Je déteste me lancer dans des recherches approfondies sur la musique et les réseaux sociaux de Tyler pour trouver des indices sur sa vie privée. (UNPierre roulanteprofileur s'est senti suffisamment intrigué par le sens de l'humour du rappeur pourdemande à Tyler à brûle-pourpoints'il était gay. Ne faites pas ça aux gens.) Au minimum, nous pouvons utiliserGarçon de fleurspour distinguer certaines notions fragiles sur la masculinité : Tyler ne devrait pas s'inquiéter de la tendresse. Il ne devrait pas avoir à le fairefaire des blaguesà propos des chansons d'amour qui lui coûtent des fans. SiGarçon de fleursest la célébration d'un amour naissant entre personnes du même sexe auquel il joue sporadiquement, prenons en compte la réalité qu'un rappeur autrefois considéré comme l'un des homophobes les plus impénitents de l'époque n'a jamais été cela du tout, que son utilisation dedes arcs-en-ciel dans ses créations de vêtementset ses tentatives sournoises pourrecontextualiser les insultesn'étaient-ils pas une oppression inconsidérée mais, peut-être, des moments d'expression de soi terriblement erronés ?
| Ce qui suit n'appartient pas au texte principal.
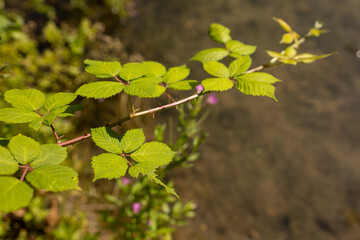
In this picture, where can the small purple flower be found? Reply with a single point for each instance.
(125, 181)
(212, 99)
(199, 88)
(136, 207)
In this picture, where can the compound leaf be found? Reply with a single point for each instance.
(155, 69)
(59, 100)
(219, 33)
(49, 154)
(17, 115)
(102, 69)
(107, 139)
(53, 178)
(108, 165)
(30, 99)
(14, 194)
(216, 69)
(239, 66)
(257, 84)
(101, 89)
(183, 85)
(155, 153)
(209, 55)
(24, 149)
(132, 140)
(7, 163)
(217, 84)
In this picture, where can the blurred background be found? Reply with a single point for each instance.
(268, 170)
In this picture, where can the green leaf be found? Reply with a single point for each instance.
(102, 69)
(17, 115)
(217, 84)
(239, 66)
(238, 48)
(216, 69)
(132, 140)
(183, 85)
(36, 125)
(108, 165)
(14, 194)
(101, 89)
(49, 154)
(175, 74)
(168, 189)
(210, 55)
(155, 153)
(7, 163)
(59, 100)
(106, 139)
(155, 69)
(24, 149)
(257, 84)
(140, 89)
(53, 178)
(131, 71)
(219, 33)
(30, 99)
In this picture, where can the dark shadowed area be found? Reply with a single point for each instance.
(269, 170)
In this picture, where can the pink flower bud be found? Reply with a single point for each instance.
(212, 99)
(199, 88)
(136, 207)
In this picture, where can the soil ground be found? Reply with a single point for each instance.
(269, 170)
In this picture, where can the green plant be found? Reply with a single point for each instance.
(129, 154)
La qualité qui a attiré les auditeurs d’Odd Future en premier lieu était un défi brusque enraciné dans un sentiment inéluctable d’altérité. Tyler dirigeait la série avec une voix de diable, mais penchez-vous dedans, et vous avez appris à le connaître comme un asthmatique dégingandé et pur et simple, doté d'une imagination hyperactive et de problèmes d'abandon prononcés.Garçon de fleurs, en recentrant la musique de Tyler sur les sentiments qui l'animent plutôt que sur la déconnexion palpable qu'il ressent lorsque des étrangers échouent ou refusent de l'accepter, devrait restructurer la conversation autour de son art. C'est le premier album de Tyler, the Creator où son ambition et sa musicalité se rencontrent au même niveau, et le seul à dresser un portrait de l'homme lui-même au lieu des grotesques de sa vision du monde d'adolescent. Sommes-nous prêts à lui pardonner ?

*Une version de cet article paraît dans le numéro du 7 août 2017 deNew YorkRevue.